DIFETTI DELLA VISTA E POSTURE SCORRETTE: miopia, astigmatismo e ipermetropia nei bambini

Inoltre la difficoltà del vedere induce spesso a posture scorrette. Per esempio il bambino astigmatico tende a stare storto rispetto al libro o, al contrario, tiene il libro stesso o il quaderno storti; il miope invece tende ad avvicinarsi molto al testo e quindi ad ingobbirsi. Infine l’ ipermetrope deve staccarsi spesso dal libro perché la visione gli si annebbia, c’è molto affaticamento durante la lettura che quindi necessita di lunghe pause per continuare a studiare.
Questi sono atteggiamenti “spia” da tenere d’ occhio, perché rivelano ai genitori che c’è un problema che bisogna risolvere.
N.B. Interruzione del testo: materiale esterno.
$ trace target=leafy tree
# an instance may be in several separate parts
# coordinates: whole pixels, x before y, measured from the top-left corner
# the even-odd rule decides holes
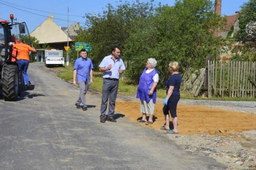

Se il bambino fa fatica a vedere, sarà un bambino svogliato, disattento, che non vuole studiare e potrebbe manifestare anche cefalea, arrossamenti degli occhi, stanchezza e cercherà di usare gli occhi il meno possibile.
Un accurato controllo della vista, che rassicuri in merito alla salute deli occhi del bambino e ne verifichi la funzionalità, è quindi la mossa migliore per inaugurare un periodo estremamente importante per il bambino.